Wetenschappers kijken naar het Grape-genoom voor aanwijzingen over zijn verleden

Mensen zijn er in de loop van de millennia in geslaagd om slimme dingen te doen, en het is een van hen om druiven te maken voor het maken van wijn. We slaagden erin om een ​​klein, sterk gevild fruit om te zetten in het belangrijkste tuinbouwgewas ter wereld - de oogst van 2014 wereldwijd was ongeveer $ 69,2 miljard waard. Maar wetenschappers weten niet precies wanneer we de wilde Euraziatische druif hebben kunnen domesticeren, hoewel archeologisch bewijs suggereert dat het zo'n 8.000 jaar geleden in West-Azië gebeurde. Een nieuwe genetische analyse van wilde en gedomesticeerde druiven biedt meer aanwijzingen over de geschiedenis van de vrucht en hoe de toekomst eruit kan zien.

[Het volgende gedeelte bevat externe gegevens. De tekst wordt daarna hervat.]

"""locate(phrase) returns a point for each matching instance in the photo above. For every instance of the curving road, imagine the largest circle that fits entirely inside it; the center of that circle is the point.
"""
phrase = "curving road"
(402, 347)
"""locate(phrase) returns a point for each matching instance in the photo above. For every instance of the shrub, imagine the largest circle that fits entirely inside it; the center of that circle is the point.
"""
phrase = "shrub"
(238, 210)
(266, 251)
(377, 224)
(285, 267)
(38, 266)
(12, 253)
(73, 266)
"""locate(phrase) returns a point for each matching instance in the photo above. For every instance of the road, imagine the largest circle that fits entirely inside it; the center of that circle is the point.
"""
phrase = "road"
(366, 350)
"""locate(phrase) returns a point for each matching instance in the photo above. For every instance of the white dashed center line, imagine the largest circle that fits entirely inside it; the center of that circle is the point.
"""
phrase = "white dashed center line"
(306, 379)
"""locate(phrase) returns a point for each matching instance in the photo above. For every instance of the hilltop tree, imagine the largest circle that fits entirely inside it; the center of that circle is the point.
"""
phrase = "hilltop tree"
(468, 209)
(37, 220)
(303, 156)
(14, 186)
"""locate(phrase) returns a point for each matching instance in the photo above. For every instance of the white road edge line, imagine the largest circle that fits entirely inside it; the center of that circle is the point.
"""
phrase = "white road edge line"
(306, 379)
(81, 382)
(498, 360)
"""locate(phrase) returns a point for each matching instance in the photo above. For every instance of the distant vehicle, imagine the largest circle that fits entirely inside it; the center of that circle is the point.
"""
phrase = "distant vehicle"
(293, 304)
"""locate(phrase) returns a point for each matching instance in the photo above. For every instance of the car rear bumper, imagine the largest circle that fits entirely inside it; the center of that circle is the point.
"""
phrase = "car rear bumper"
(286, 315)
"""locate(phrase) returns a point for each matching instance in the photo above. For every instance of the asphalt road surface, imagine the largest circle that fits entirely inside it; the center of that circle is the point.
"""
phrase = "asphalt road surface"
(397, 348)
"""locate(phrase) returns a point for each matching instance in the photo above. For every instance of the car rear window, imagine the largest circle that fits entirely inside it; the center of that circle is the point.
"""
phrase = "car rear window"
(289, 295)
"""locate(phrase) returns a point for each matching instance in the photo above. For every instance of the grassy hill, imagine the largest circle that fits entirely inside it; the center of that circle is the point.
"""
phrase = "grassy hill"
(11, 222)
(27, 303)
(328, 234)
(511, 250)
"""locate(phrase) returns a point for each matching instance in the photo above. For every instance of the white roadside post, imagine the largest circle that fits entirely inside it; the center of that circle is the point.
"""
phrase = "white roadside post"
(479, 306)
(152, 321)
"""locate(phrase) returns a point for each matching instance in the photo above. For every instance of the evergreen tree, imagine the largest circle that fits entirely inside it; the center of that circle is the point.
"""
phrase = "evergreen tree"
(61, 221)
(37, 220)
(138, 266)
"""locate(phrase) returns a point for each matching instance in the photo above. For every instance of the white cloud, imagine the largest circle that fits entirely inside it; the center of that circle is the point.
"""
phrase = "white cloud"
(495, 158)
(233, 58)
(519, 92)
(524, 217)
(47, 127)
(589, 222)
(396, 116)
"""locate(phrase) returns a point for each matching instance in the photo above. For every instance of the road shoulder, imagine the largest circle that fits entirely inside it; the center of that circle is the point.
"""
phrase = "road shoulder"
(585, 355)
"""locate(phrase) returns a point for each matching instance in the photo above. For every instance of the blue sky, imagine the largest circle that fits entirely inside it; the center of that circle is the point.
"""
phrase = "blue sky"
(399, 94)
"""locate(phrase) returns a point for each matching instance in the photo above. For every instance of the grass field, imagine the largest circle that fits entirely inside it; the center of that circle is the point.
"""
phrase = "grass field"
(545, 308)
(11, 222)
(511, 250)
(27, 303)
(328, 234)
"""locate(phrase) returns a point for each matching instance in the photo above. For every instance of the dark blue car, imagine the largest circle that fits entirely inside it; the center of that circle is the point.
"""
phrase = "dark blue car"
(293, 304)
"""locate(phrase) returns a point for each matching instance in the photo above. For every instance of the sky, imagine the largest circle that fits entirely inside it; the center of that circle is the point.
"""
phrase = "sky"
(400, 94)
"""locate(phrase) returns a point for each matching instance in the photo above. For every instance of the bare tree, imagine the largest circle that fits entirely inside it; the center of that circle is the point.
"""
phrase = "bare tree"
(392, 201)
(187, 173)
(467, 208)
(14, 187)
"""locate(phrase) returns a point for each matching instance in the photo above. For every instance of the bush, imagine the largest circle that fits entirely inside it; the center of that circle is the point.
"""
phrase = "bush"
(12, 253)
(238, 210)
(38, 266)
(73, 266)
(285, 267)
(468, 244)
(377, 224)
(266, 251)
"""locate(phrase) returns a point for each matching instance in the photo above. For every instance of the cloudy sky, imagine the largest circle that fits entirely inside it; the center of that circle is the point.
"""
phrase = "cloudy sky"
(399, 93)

Onderzoekers van de Universiteit van Californië, Irvine en University of California, Davis vergeleken de gensequenties van wilde en gedomesticeerde Euraziatische druiven. Ze ontdekten dat de gedomesticeerde ondersoorten ongeveer 22.000 jaar geleden nogal snel van hun wilde neven en nichten afstapten en daarna in een lange, uitgesponnen bevolkingsafname terecht kwamen. Het is moeilijk om precies te weten wat de oorzaak van deze achteruitgang was, maar het kan zijn geweest 'laagintensiteitsmanagement door mensen', een soort van beheer tussen verzamelen en volwaardige tuinbouw. Klimaatverandering of een eigenzinnige bevolkingsstructuur is mogelijk ook betrokken geweest. "Deze daling culmineerde in een zwak knelpunt", schrijven de wetenschappers in hun rapport, waarin de algemene genetische diversiteit van druiven afnam, precies rond de tijd dat mensen ze begonnen te cultiveren. Het team was verrast te ontdekken dat de omvang van de druivenpopulatie niet meer toenam nadat het gedomesticeerd was, wat betekent dat mensen niet plotseling een aantal wijngaarden begonnen. Maar in vergelijking met andere gewassen hebben druiven nog steeds veel resterende genetische diversiteit, vandaar alle verbijsterende opties in de wijnwinkel.

De analyse keek ook naar welke genen de gedomesticeerde druiven onderscheiden van hun wilde neven. Genen die betrokken zijn bij het rijpen van bessen en zachtheid, en de timing van de bloei, lijken grote verschillen te zijn, samen met genen die het geslacht van de plant bepalen. Wilde druiven hebben afzonderlijke mannelijke en vrouwelijke planten, gedomesticeerde planten hebben vruchtbare mannelijke en vrouwelijke organen in elke bloem en vertrouwen op bestuivers. Ze ontdekten ook dat het genoom van de gedomesticeerde druif enkele schadelijke mutaties bevat - niet ongebruikelijk voor een plant die meestal wordt gekweekt uit klonen - maar ze lijken de stijfheid van de druif niet te beïnvloeden. De domesticatie van druiven lijkt een win-win te zijn geweest.

Gastro Obscura bestrijkt 's werelds meest wonderbaarlijke eten en drinken.
Meld je aan voor onze e-mail, twee keer per week afgeleverd.